When I run "crontab -l" I can see this print so I know it's been added properly. I should mention that the service does not have the ability to be restarted, (like "service ... restart") the process ID needs to be found, killed and then the start script needs to be ran.

I have found that this cronjob is not working, I'll log onto the box and I can tell by looking at the logs that no restart has occurred. What am I doing wrong? What can I do to troubleshoot?

Any advice would help, this is my first cron job :) Thanks!

2
  • Do you see entries in your syslog for when this cron job is supposed to run?
    – EEAA
    Mar 9, 2011 at 5:16
  • 1
    Output from cronjobs end up in mail. Check out your account in /var/spool/mail.
    – Mark
    Mar 9, 2011 at 5:38

4 Answers 4

1

As well as allowing the user to run /bin/kill and libt without a password you will probably need to add the visiblepw to the Defaults section of the sudoers file e.g.

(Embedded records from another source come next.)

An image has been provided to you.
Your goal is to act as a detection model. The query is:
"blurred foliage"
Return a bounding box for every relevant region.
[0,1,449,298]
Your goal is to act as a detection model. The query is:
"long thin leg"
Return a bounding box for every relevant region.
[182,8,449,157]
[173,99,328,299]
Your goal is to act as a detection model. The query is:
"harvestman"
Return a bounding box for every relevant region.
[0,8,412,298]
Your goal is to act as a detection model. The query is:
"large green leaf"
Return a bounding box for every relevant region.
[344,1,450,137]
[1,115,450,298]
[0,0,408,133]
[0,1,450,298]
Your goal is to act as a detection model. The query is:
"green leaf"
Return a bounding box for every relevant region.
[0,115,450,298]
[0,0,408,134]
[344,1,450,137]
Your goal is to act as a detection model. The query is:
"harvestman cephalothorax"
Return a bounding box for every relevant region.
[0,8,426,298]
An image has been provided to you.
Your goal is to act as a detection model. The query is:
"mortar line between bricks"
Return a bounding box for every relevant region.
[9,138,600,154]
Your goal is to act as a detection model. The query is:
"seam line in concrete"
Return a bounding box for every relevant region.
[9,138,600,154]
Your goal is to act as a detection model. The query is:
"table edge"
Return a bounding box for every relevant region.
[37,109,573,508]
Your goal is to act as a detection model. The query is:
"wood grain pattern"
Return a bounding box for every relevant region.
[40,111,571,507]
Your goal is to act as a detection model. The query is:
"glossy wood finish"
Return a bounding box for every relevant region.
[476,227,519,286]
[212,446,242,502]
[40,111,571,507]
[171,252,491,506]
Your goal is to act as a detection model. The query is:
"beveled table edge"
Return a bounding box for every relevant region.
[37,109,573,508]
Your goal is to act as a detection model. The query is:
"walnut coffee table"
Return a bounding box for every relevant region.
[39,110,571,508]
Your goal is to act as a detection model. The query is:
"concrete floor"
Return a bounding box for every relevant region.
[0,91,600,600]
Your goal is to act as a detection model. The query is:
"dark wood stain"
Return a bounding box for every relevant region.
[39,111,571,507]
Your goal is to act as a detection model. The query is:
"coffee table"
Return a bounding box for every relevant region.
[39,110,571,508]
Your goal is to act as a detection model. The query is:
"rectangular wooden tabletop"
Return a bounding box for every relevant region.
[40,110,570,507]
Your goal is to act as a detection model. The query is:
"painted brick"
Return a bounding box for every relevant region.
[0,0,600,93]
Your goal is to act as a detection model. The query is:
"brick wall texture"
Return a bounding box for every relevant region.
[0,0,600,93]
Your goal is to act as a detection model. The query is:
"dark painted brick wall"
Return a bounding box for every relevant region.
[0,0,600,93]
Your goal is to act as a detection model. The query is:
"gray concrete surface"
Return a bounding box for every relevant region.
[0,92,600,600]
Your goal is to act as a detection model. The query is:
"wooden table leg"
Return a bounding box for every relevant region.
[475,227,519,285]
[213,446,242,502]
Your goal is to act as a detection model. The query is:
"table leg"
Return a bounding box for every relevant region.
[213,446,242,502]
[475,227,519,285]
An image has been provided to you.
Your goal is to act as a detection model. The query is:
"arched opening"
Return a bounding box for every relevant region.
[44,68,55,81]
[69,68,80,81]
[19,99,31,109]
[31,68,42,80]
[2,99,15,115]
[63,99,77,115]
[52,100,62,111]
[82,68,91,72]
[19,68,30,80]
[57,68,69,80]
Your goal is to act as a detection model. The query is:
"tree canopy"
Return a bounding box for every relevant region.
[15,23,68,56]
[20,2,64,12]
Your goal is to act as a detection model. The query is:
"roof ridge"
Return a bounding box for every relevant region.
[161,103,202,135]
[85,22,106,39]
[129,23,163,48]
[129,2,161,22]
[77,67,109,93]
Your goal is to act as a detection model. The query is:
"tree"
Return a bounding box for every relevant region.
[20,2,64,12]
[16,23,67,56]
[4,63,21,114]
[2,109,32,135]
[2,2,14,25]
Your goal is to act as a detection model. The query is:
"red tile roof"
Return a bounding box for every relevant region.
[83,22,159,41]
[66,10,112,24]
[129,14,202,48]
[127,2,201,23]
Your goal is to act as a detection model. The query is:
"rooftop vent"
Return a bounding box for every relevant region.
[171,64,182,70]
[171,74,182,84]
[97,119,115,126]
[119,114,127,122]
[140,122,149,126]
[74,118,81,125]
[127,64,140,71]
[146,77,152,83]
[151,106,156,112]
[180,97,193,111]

Defaults     env_reset, visiblepw

and

#allow user to run kill with no password entry
user    ALL=NOPASSWD: /bin/kill, /home/ec2-user/libt/libt
2
  • Thank you for the response, Iain, do I need to remove the line that reads Defaults requiretty Mar 9, 2011 at 16:49
  • @Pete Herbert Penito: change requiretty to visiblepw.
    – user9517
    Mar 9, 2011 at 18:25
4

Presumably, your intent with these lines is to avoid matching the grep command in the output of ps:

PID=`ps faux | grep libt | awk 'NR==2{print $2}'`
STATUS=`ps faux | grep libt | awk 'NR==2{print $1}'`

You can't guarantee that the second line will be the one you want. You should eliminate grep by using a common trick:

ps faux | grep [l]ibt

by enclosing a character in square brackets, grep looks for "libt" but not the literal "[l]ibt" because it interprets characters in brackets as a list.

You should use $() for command substitution instead of backticks. They're more readable and easier to do nesting.

You can also get both the username and PID using one call to ps reducing the chances of a race condition, but you don't really need the username since you know it already. You should only need to know whether the process is running or not.

However, there are still opportunities for false positives. If you can, you should use pgrep and pkill.

#!/bin/sh
PID=$(pgrep -U ec2-user libt 2>/dev/null)
if [ $? = 0 ]
then
    kill $PID
    echo "libt was killed"
else
    echo "libt already killed"
fi
sleep 5
/home/ec2-user/libt/libt

Please see Process Management for more information.

1
  • Thank you for the information! Good to know in the future Mar 10, 2011 at 22:49
2

sudo won't work in a cron job; it wants to prompt for a password, since you aren't keeping its semaphore file active when you're logged out. Consider installing it in root's crontab instead of your own.

3
  • 3
    ...unless the NOPASSWD option is granted in /etc/sudoers.
    – EEAA
    Mar 9, 2011 at 5:36
  • True. It probably still checks for a controlling terminal even without that, though, so still won't behave as desired from cron.
    – geekosaur
    Mar 9, 2011 at 5:47
  • 2
    You can add visiblepw to the Defaults in sudoers to enable sudo to work where there is no tty.
    – user9517
    Mar 9, 2011 at 8:58
2

You should try replacing this whole thing with ps-watcher or Monit pretty easily. That would solve your crontab issues.

Alternately, it looks like geekosaur is probably on the right track. If you want to keep the existing script, rewrite it to run from the root crontab. If it needs to do something as a different user, then use sudo or su as root to that user. That should work around any sudo weirdness you might be experiencing.

My vote on this is definitely for monit.